Lee, an influential activist, campaigns for South Korea and Japan to break their decades-long deadlock by seeking judgment of the International Court of Justice.
When Lee was asked about Ramseyer last Wednesday, he said, “That professor should also be dragged to (the ICJ).”
The controversy, heightened by the source at an Ivy League university, has prompted new research into Ramseyer’s other work.
In response to emerging concerns from scientists, The European Journal of Law and Economics added an editor’s note stating that it examines a recent piece by Ramseyer – this paper studies Koreans who lived in Japan in the early 20th century. Cambridge University Press said a forthcoming Ramseyer chapter of the book “will be reviewed by the author after consultation between the author and the editors of the book.”

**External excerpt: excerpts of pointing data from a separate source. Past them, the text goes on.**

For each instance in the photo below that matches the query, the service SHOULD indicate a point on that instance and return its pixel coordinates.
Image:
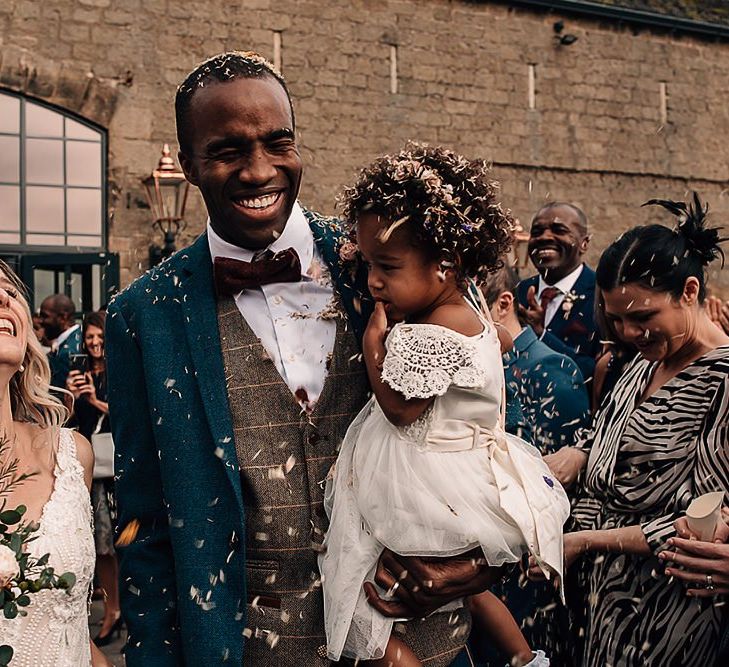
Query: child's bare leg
(397, 654)
(492, 616)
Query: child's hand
(377, 325)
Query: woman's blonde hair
(30, 396)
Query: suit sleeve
(565, 404)
(147, 579)
(585, 362)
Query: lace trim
(65, 531)
(423, 360)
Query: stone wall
(618, 117)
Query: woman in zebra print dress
(659, 440)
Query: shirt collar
(63, 337)
(564, 285)
(296, 234)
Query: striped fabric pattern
(647, 461)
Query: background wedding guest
(554, 398)
(558, 302)
(54, 631)
(91, 410)
(548, 384)
(40, 333)
(658, 441)
(57, 315)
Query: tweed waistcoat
(285, 455)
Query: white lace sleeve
(423, 360)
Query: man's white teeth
(7, 327)
(259, 202)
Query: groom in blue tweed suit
(233, 374)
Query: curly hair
(447, 201)
(30, 397)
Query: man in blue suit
(57, 313)
(555, 402)
(558, 303)
(233, 375)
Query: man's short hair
(220, 69)
(503, 280)
(578, 211)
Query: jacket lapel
(348, 278)
(203, 339)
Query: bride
(55, 631)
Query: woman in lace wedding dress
(54, 632)
(426, 468)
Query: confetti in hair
(446, 201)
(222, 68)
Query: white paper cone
(703, 514)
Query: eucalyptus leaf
(6, 654)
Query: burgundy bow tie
(234, 275)
(549, 294)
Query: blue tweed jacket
(182, 577)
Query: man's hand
(533, 313)
(700, 559)
(420, 586)
(566, 464)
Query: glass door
(90, 279)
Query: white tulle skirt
(460, 487)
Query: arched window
(52, 178)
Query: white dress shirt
(284, 316)
(564, 286)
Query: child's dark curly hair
(447, 201)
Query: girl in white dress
(426, 468)
(55, 631)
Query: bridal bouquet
(21, 574)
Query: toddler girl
(426, 468)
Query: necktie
(234, 275)
(548, 296)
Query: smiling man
(234, 372)
(558, 303)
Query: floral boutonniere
(569, 301)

Ramseyer echoed his claims about comfort women in a submission to a Japanese news site in January. In it, he alleged that the women had entered into agreements similar to those used under a separate licensed prostitution system in Japan. He dismissed reports of forced labor as “pure fiction”, saying the Japanese military “did not drag Korean women to their brothels.”
“It is fine to express my condolences to older women who have lived hard lives,” he wrote. “Paying money to an ally to rebuild a stable relationship is fine. But the claims about enslaved Korean comfort women are historically untrue. “
Opponents argue that many of the women were so young that they would not have been able to consent to sex, even if there was evidence of contracts.
“We’re actually talking about 15-year-olds,” said Dudden of the University of Connecticut. “This article further victimizes the few survivors by making claims that even the author knows cannot be substantiated.”
Associated Press writers Hyung-jin Kim and Kim Tong-hyung contributed from Seoul.